Tarchetti's striking novel (titled Fosca in Italian) has it all—obsession, deception, sex, death, and passion in many ineluctable forms—but not until Stephen Sondheim turned it into a musical did someone bother to translate this fine 19th-century work into English. Giorgio is an Italian army officer with a hypersensitive and romantic sensibility more suited to a poet. He has an intense affair with a married woman and mother, the robustly beautiful Clara. But then Giorgio is transferred from Milan to a small, unnamed city, where he meets his commanding officer's cousin Fosca, the novel's vortex. With her grotesque physiognomy and sickly gauntness, Fosca seems more likely to be found in Dante's Inferno than in any love triangle. But horrifically, masterfully, Tarchetti shows how Giorgio is drawn reluctantly under her control; disgusted, cajoled, repulsed, fascinated, Giorgio ultimately finds himself in thrall to this creature.
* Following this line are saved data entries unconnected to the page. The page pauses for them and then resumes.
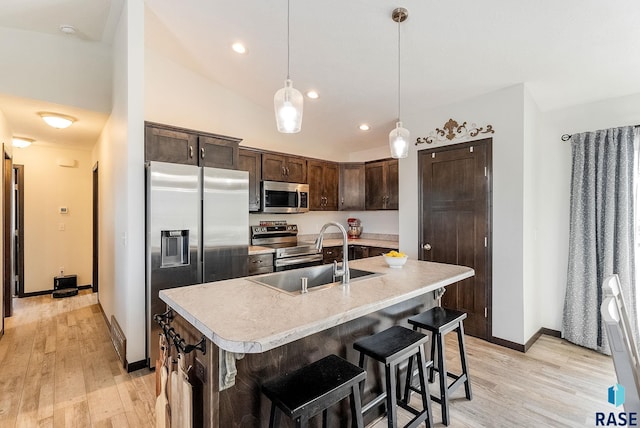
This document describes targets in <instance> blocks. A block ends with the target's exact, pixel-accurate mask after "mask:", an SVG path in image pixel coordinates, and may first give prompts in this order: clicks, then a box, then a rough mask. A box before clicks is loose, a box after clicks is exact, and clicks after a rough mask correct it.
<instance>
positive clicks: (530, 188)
mask: <svg viewBox="0 0 640 428" xmlns="http://www.w3.org/2000/svg"><path fill="white" fill-rule="evenodd" d="M540 122H541V120H540V109H539V108H538V106H537V104H536V102H535V100H534V99H533V97H531V94H530V93H529V91H528V90H527V88H526V87H525V88H524V135H523V137H524V159H523V160H524V169H523V176H524V177H523V178H524V192H523V204H524V209H523V238H524V254H523V259H524V270H523V278H522V281H523V288H524V295H523V301H522V305H523V313H524V337H523V340H524V341H525V342H526V341H528V339H529V338H530V337H531V336H533V335H534V334H536V332H537V331H538V330H539V329H540V327H541V326H542V323H541V319H540V309H541V306H542V303H541V296H540V285H539V284H540V275H539V270H540V269H539V262H538V259H537V252H536V251H537V247H536V239H537V238H536V235H537V228H538V210H539V207H540V203H543V201H541V200H539V199H538V195H539V192H538V190H537V189H538V175H539V173H540V171H539V170H540V166H541V165H542V163H541V162H540V161H543V159H540V158H539V156H538V153H539V151H538V147H539V141H540V138H541V137H540V135H541V132H540V128H541V124H540Z"/></svg>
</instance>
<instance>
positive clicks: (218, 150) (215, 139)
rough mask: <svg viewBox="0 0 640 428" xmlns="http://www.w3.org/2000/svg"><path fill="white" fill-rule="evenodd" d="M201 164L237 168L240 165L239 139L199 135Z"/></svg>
mask: <svg viewBox="0 0 640 428" xmlns="http://www.w3.org/2000/svg"><path fill="white" fill-rule="evenodd" d="M198 150H199V153H198V156H200V163H199V165H200V166H206V167H211V168H225V169H236V168H237V167H238V141H237V140H235V141H232V140H224V139H222V138H215V137H209V136H204V135H200V136H199V137H198Z"/></svg>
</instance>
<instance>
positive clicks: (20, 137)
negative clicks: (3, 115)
mask: <svg viewBox="0 0 640 428" xmlns="http://www.w3.org/2000/svg"><path fill="white" fill-rule="evenodd" d="M34 141H35V140H34V139H33V138H27V137H13V141H12V144H13V147H17V148H19V149H24V148H25V147H29V146H30V145H31V143H33V142H34Z"/></svg>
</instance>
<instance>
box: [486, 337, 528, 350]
mask: <svg viewBox="0 0 640 428" xmlns="http://www.w3.org/2000/svg"><path fill="white" fill-rule="evenodd" d="M490 342H491V343H495V344H496V345H500V346H504V347H505V348H509V349H513V350H515V351H520V352H525V350H524V347H525V345H521V344H520V343H516V342H512V341H510V340H506V339H500V338H499V337H491V340H490Z"/></svg>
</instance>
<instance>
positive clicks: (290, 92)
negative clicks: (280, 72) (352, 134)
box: [273, 0, 303, 134]
mask: <svg viewBox="0 0 640 428" xmlns="http://www.w3.org/2000/svg"><path fill="white" fill-rule="evenodd" d="M289 51H290V46H289V0H287V79H286V80H285V81H284V88H282V89H279V90H278V92H276V94H275V95H274V97H273V106H274V108H275V112H276V124H277V125H278V131H279V132H282V133H284V134H294V133H296V132H300V128H301V127H302V102H303V98H302V94H301V93H300V91H298V90H297V89H295V88H294V87H293V82H292V81H291V79H290V78H289V62H290V60H289V56H290V52H289Z"/></svg>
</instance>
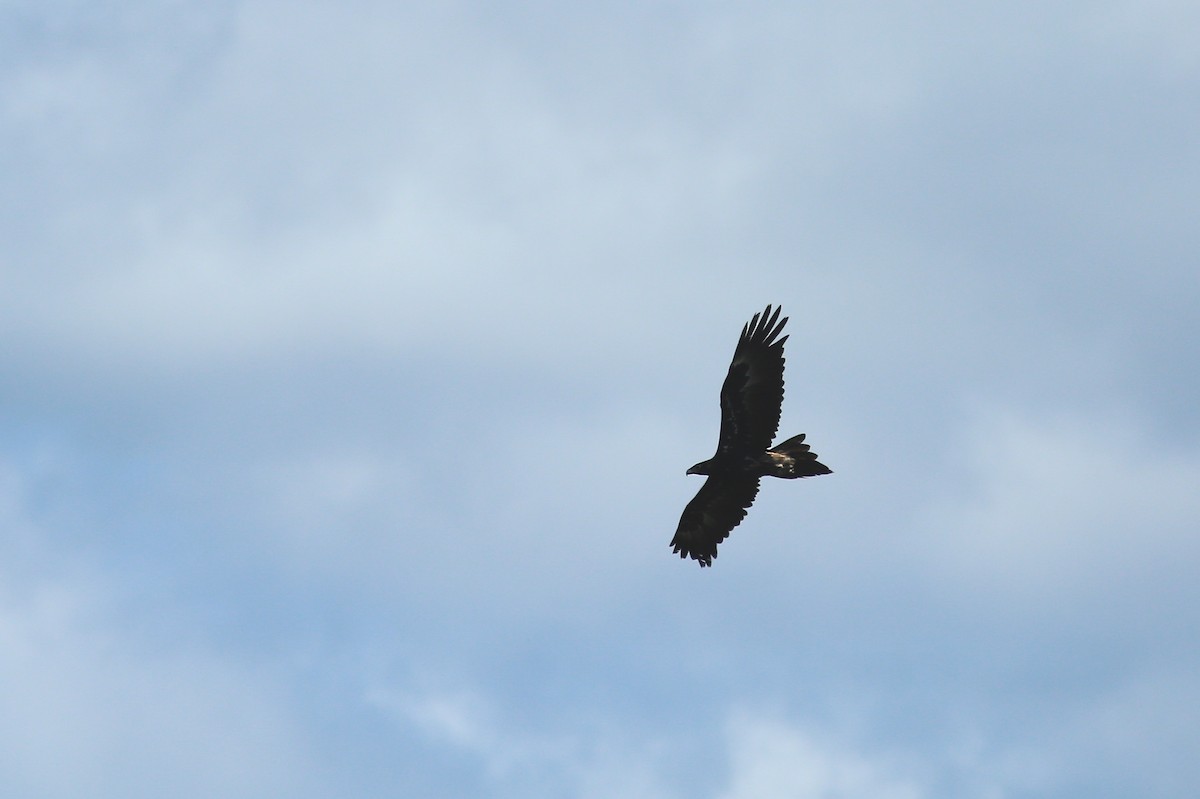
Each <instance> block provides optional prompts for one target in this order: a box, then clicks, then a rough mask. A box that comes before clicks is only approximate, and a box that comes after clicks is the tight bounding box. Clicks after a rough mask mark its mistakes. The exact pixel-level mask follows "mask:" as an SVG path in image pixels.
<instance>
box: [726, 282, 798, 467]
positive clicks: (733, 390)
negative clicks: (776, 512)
mask: <svg viewBox="0 0 1200 799" xmlns="http://www.w3.org/2000/svg"><path fill="white" fill-rule="evenodd" d="M779 311H780V308H778V307H776V308H775V312H774V313H772V307H770V306H769V305H768V306H767V310H766V311H763V312H762V313H761V314H758V313H756V314H754V318H752V319H751V320H750V322H749V324H746V325H745V326H743V328H742V337H740V338H739V340H738V347H737V349H734V350H733V361H732V362H731V364H730V372H728V374H726V376H725V383H724V384H722V385H721V435H720V441H719V444H718V452H733V451H745V452H755V453H758V452H763V451H766V450H767V449H768V447H770V443H772V440H774V438H775V432H776V431H778V429H779V410H780V408H781V407H782V404H784V342H785V341H787V336H784V337H782V338H779V334H780V331H782V330H784V325H785V324H787V317H784V318H782V319H780V318H779Z"/></svg>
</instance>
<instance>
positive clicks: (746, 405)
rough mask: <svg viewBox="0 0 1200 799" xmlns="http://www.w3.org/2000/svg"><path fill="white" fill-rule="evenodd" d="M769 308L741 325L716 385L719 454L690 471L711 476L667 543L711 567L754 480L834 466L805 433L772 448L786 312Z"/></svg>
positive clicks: (795, 474)
mask: <svg viewBox="0 0 1200 799" xmlns="http://www.w3.org/2000/svg"><path fill="white" fill-rule="evenodd" d="M779 311H780V308H778V307H776V308H775V312H774V313H772V310H770V306H769V305H768V306H767V310H766V311H763V312H762V314H757V313H756V314H754V318H752V319H751V320H750V323H749V324H748V325H745V326H744V328H742V338H739V340H738V348H737V349H736V350H733V362H732V364H730V373H728V374H727V376H726V377H725V385H722V386H721V435H720V440H719V441H718V444H716V455H714V456H713V457H710V458H709V459H707V461H702V462H701V463H697V464H696V465H694V467H691V468H690V469H688V474H706V475H708V480H706V481H704V485H703V486H702V487H701V489H700V493H697V494H696V497H695V499H692V500H691V501H690V503H688V506H686V507H684V510H683V517H680V519H679V528H678V529H677V530H676V536H674V539H672V540H671V546H672V547H674V551H676V552H678V553H679V557H680V558H688V557H690V558H692V559H694V560H698V561H700V565H701V566H712V565H713V558H715V557H716V545H718V543H720V542H721V541H724V540H725V539H726V537H727V536H728V534H730V531H731V530H732V529H733V528H734V527H737V525H738V524H740V523H742V519H743V518H745V515H746V509H748V507H750V505H751V504H752V503H754V499H755V497H756V495H757V494H758V479H760V477H766V476H772V477H785V479H787V480H792V479H794V477H811V476H815V475H818V474H829V473H830V471H832V469H829V467H827V465H824V464H823V463H820V462H818V461H817V456H816V452H812V451H810V450H809V445H808V444H805V443H804V433H800V434H799V435H793V437H792V438H790V439H787V440H786V441H784V443H782V444H779V445H776V446H770V441H772V440H773V439H774V438H775V432H776V431H778V429H779V410H780V407H781V405H782V404H784V342H785V341H787V336H784V337H782V338H779V334H780V331H782V330H784V325H785V324H786V323H787V317H784V318H782V319H780V318H779Z"/></svg>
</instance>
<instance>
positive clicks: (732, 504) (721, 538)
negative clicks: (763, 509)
mask: <svg viewBox="0 0 1200 799" xmlns="http://www.w3.org/2000/svg"><path fill="white" fill-rule="evenodd" d="M757 495H758V477H754V476H750V477H748V476H726V475H713V476H710V477H708V480H706V481H704V485H703V486H701V488H700V492H697V493H696V497H695V498H694V499H692V500H691V501H690V503H688V506H686V507H684V509H683V516H682V517H680V518H679V527H678V528H677V529H676V536H674V537H673V539H671V546H672V547H674V551H676V552H678V553H679V557H680V558H688V557H691V558H692V559H695V560H698V561H700V565H701V566H712V565H713V558H715V557H716V545H718V543H720V542H721V541H724V540H725V539H726V537H727V536H728V534H730V530H732V529H733V528H734V527H737V525H738V524H740V523H742V519H743V518H745V516H746V509H748V507H750V505H751V504H752V503H754V498H755V497H757Z"/></svg>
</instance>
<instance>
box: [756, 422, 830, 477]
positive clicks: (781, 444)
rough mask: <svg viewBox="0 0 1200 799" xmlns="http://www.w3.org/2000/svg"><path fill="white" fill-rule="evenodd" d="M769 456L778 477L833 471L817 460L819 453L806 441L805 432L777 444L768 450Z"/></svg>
mask: <svg viewBox="0 0 1200 799" xmlns="http://www.w3.org/2000/svg"><path fill="white" fill-rule="evenodd" d="M767 457H769V458H770V461H772V467H773V470H772V474H773V475H774V476H776V477H786V479H788V480H791V479H793V477H815V476H816V475H818V474H829V473H832V471H833V469H830V468H829V467H827V465H826V464H823V463H821V462H820V461H817V453H816V452H814V451H812V450H810V449H809V445H808V444H805V443H804V433H800V434H799V435H793V437H792V438H790V439H787V440H786V441H782V443H781V444H776V445H775V446H773V447H770V449H769V450H767Z"/></svg>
The reader balks occasionally, as turned off by Fosca's manipulation of the soldier as Giorgio is by her appearance, but that parallel may very well be just what the author intended, as both unwilling lover and disapproving reader are woven into her spell. Venuti, who previously translated Tarchetti's Fantastic Tales (not reviewed) provides a helpful introduction with discussions of the novel's context, its autobiographical origins, and scapigliatura, the subversive artistic movement in which he locates Passion. His take on the relationship between disease, beauty, and the erotic in the novel, as well as his comments regarding ``the variable contours of personal identity,'' are fascinating. Stylistically, however, his prose is sometimes stiff, with an occasional jarring phrase. And his limp analysis of Passion's appeal today has little to offer save a fairly obvious reference to the AIDS crisis. The editorial apparatus hardly matters: In Fosca, Tarchetti has created an exasperating yet alluring character sure to be remembered long after the affair has ended.